Prétextant de cette nouvelle position de la Cour constitutionnelle, l’Assemblé nationale a, le 28 décembre 2017, retiré subrepticement le droit de grève aux agents de la santé, de la justice et de sécurité. Non satisfait de ce coup de force constitutionnel, le 02 janvier 2018, lors de l’examen de la loi portant statuts de la magistrature, l’Assemblée nationale a confirmé son désir d’en découdre avec les magistrats en leur retirant le droit de grève par une disposition introduite dans cette loi. Des débats parlementaires, il ressort que le nouveau statut vise à améliorer substantiellement les conditions de vie et de travail des magistrats. L’UNAMAB fustige cette manœuvre consistant à troquer le droit de grève, une liberté fondamentale, contre les avantages en nature ou en espèce.

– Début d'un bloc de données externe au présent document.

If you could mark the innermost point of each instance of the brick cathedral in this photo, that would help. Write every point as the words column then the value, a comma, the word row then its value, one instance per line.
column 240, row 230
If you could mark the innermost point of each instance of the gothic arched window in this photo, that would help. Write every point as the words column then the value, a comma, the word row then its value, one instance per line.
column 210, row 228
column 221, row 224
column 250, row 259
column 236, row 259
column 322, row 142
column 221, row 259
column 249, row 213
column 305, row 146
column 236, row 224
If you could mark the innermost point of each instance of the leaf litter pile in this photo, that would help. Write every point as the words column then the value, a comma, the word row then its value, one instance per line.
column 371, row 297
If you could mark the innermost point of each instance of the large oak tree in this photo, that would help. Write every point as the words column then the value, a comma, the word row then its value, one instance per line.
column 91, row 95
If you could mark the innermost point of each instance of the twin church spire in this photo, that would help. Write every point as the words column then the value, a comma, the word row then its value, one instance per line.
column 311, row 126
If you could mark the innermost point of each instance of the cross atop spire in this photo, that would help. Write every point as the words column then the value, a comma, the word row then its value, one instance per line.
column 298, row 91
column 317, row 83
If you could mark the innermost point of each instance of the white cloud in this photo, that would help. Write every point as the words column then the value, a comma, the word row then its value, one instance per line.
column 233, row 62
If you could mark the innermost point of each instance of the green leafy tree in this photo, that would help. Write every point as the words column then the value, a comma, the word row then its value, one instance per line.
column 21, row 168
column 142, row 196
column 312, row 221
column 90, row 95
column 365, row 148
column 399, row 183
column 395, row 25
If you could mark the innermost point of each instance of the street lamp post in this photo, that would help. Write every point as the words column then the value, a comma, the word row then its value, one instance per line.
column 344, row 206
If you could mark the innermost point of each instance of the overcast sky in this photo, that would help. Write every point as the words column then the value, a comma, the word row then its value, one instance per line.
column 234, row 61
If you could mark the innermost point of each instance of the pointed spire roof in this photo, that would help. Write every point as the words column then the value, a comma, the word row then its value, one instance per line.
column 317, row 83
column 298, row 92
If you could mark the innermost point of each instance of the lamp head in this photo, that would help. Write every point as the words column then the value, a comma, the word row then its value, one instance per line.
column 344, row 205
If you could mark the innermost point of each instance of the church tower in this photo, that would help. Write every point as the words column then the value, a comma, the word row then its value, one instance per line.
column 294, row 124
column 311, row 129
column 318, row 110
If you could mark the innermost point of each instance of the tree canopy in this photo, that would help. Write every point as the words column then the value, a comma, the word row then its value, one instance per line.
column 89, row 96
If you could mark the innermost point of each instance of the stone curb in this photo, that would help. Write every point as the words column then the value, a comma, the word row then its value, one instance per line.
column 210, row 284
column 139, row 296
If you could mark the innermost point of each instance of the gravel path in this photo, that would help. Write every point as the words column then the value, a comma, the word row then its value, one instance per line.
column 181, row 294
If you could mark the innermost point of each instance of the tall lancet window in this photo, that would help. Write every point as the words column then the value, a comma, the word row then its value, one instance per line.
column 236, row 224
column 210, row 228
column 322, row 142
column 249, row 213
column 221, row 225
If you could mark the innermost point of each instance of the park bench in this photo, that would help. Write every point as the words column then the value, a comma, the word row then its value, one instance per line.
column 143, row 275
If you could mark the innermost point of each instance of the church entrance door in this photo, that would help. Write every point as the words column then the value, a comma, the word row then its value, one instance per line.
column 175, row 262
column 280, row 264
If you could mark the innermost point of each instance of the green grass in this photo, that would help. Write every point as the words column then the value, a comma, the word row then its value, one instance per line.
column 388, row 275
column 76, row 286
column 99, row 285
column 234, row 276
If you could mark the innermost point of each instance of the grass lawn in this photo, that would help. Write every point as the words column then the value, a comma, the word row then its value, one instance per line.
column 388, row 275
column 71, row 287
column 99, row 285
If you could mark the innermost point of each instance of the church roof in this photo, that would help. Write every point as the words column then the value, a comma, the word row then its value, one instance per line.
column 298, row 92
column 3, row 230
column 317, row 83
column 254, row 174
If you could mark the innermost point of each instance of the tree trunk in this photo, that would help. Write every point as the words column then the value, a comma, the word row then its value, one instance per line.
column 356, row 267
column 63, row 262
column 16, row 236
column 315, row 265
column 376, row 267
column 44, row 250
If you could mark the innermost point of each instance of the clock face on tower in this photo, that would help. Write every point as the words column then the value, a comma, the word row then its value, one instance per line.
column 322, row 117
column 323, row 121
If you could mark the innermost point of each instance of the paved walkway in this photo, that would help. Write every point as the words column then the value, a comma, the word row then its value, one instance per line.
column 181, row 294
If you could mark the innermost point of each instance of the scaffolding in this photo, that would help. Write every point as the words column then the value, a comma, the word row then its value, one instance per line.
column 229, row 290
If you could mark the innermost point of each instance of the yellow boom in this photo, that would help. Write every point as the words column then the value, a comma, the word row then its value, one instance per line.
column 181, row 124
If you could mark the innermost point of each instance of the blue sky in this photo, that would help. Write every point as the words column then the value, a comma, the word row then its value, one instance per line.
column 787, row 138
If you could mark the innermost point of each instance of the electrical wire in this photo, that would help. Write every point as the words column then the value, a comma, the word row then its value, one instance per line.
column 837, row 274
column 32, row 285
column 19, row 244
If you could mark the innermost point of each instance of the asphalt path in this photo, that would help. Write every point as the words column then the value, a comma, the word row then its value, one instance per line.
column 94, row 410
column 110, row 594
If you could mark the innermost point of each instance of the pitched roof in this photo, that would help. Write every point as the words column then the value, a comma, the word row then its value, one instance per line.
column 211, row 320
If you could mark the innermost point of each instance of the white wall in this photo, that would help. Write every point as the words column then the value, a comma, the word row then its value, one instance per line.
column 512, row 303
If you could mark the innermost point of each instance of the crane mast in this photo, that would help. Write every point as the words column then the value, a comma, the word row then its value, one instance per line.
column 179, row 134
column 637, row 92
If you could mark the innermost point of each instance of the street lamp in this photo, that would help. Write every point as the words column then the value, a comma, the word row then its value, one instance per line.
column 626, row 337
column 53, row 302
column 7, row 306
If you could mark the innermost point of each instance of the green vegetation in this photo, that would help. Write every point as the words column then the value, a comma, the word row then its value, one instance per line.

Ne pouvant tolérer un recul démocratique, ni une vassalisation du pouvoir judiciaire et de ses acteurs, l’UNAMAB estime qu’il urge de riposter avec vigueur à la liquidation amorcée de la démocratie béninoise acquise de hautes luttes.
C’est pourquoi, elle décide d’observer, à compter du lundi 08 janvier 2018, jusqu’au retrait de cette disposition liberticide de la nouvelle loi portant statuts de la magistrature, un mouvement de grève de protestation de cinq (05) jours, tacitement reconductible, du lundi au vendredi. L’UNAMAB rend l’Assemblée nationale et le gouvernement responsables des déconvenues qui résulteraient de cette fâcheuse situation.